Dr. Krista Varady Ph.D. is a gosh darn genius. In 2006, while we were all off in low-fat la la land, stuffing our faces with high-carb treats, watching the Charmed finale (and wiping said faces on our pyjama sleeves), she was hard at work researching the effects of fasting. Dr. Varady is an associate professor of awesomeness* (and nutrition) at the University of Illinois-Chicago, and she is the global go-to for intermittent fasting research.  She’s been studying the effects of fasting on humans for more than 10 years, and she literally wrote the book on alternate day fasting. (It’s called The Every Other Day Diet, for those of you who want homework.) She talks us through how she came to study intermittent fasting.
* Not a real position. Although, wouldn’t it be cool if it was?!
The start of her Intermittent Fasting Research
I became interested in researching intermittent fasting when I started my post-doctorate position at the University of California Berkeley in 2006. At first, I was interested in seeing if cancer risk would decrease in mice who were fasted, but who did not lose weight. To put it another way: I was interested in seeing if I could tease apart the effects of fasting versus the effects of weight loss.
Why did I want to do this? Well, when a person (or a mouse!) fasts and loses weight, pretty much all of the beneficial health effects are due to weight loss. Losing weight is a very powerful thing. Just small amounts of weight loss can drastically decrease a person’s risk of developing heart disease, diabetes, or cancer. So, in short, I was interested in seeing how fasting alone, without weight loss, could impact the risk of cancer and other diseases.
The failed experiments
When I started my experiments, I struggled a little with how to fast a group of mice and not have them lose any weight. I thought perhaps I could have the mice not eat anything one day, then allow them to eat to their heart’s content the next.
Unfortunately, that didn’t work. All of the mice lost weight.
Then I tried feeding the mice a small amount of food on the ‘fast day’, and letting them binge on food on the ‘feast day’. That didn’t work either. The mice still kept losing weight! I ended up feeding the mice almost half of their daily calorie needs on the fast day, and they still lost weight! I was amazed (and also a little disappointed, because – as I saw it – my experiments had failed).
The A-HA moment: Intermittent Fasting leads to weight loss
Then it occurred to me: weight loss isn’t always a bad thing! Maybe this diet could help individuals with obesity lose weight and decrease their risk of chronic disease?

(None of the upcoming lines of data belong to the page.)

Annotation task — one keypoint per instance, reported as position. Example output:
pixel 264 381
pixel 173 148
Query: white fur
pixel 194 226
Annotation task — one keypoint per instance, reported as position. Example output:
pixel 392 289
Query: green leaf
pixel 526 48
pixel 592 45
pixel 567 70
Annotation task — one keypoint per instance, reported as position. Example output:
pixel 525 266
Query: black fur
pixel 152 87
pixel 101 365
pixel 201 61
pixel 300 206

I immediately began a whole new set of experiments that focused solely on how people responded to intermittent fasting. To be honest, I wasn’t entirely sure the diet would work in human subjects. For instance, would an individual with obesity really be able to decrease their food intake to 500 calories every other day? Would they even want to do this? And how long could they sustain this eating pattern?
I was blown away when the results of our first human study showed that people found intermittent fasting to be pretty easy. Our subjects were able to stick to the 500-calorie goal on approximately 90% of fast days (read the papers here and here).

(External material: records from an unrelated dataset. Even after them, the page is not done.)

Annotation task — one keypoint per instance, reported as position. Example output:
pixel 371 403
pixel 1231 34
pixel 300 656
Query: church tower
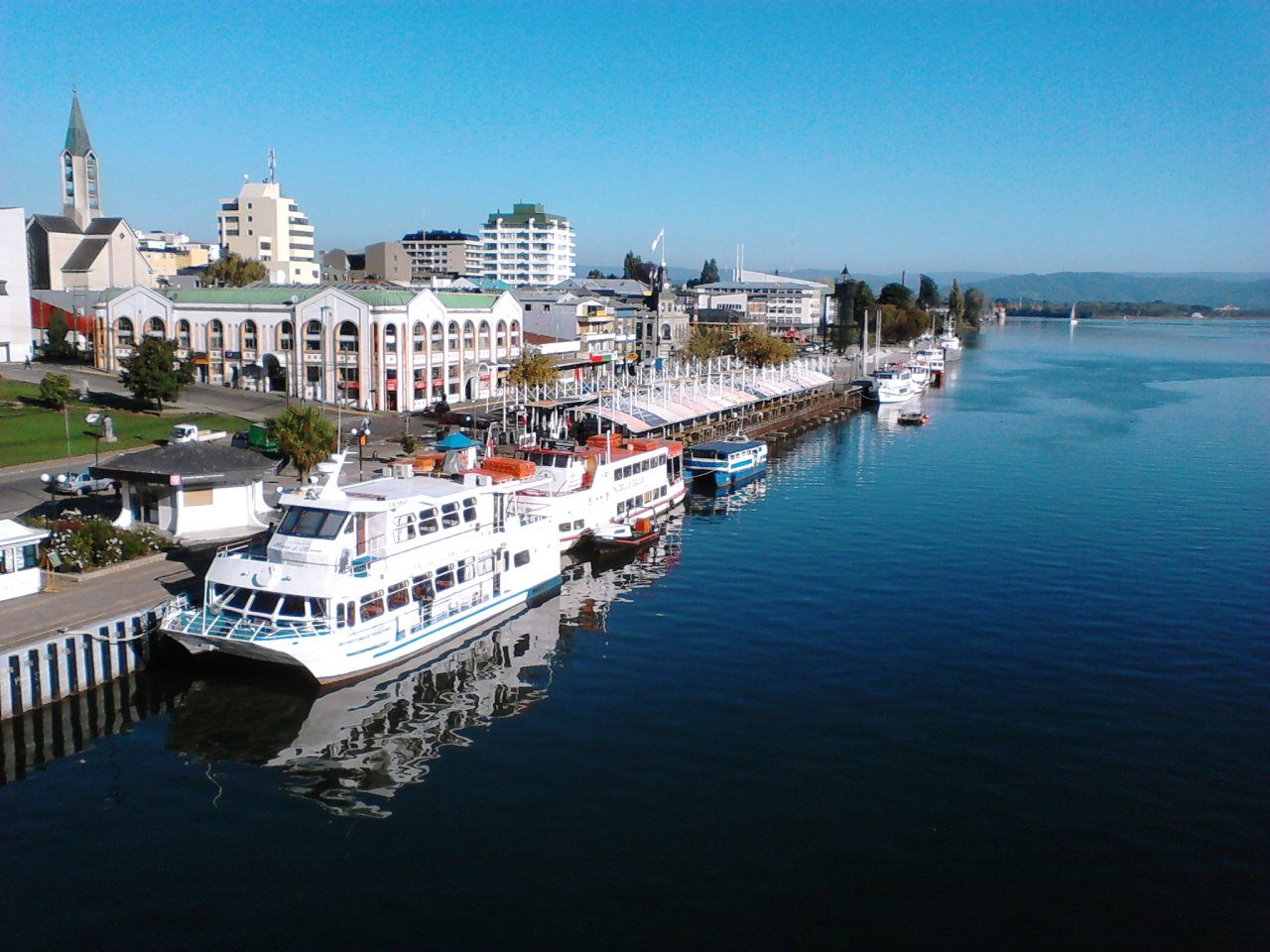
pixel 81 197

Lots of individuals reported loving the simplicity of the diet and the ability to eat freely every other day. On top of that, they were also losing lots of weight! In this 8-week study, 15% of people lost 10 kg and above, and 45% lost 5 kg and above.
I knew that we were on to something. Something big.

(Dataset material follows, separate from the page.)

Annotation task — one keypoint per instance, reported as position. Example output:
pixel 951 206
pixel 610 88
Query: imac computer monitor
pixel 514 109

Intermittent Fasting Research so far
Since then, I have run about a dozen intermittent fasting studies in human subjects (see here, here and here), and they all show the same thing: people find the diet easy to follow, they lose weight, and their risk of heart disease and diabetes decreases. In general, our studies have shown that 10% of subjects lose 15 kg and above, 15% lose 10 kg and above, and 40% lose 5 kg and above.
Our findings also show that alternate day fasting can help people reduce bad LDL cholesterol levels (studies here, here and here), triglycerides (read here and here), blood pressure (read here and here), and increase good HDL cholesterol levels (read here and here).
I am currently in the process of running longer-term studies to see if people can use intermittent fasting to maintain weight loss and sustainÂÂ reductions in chronic disease risk. We will be sure to share the results of these studies as soon as they are published!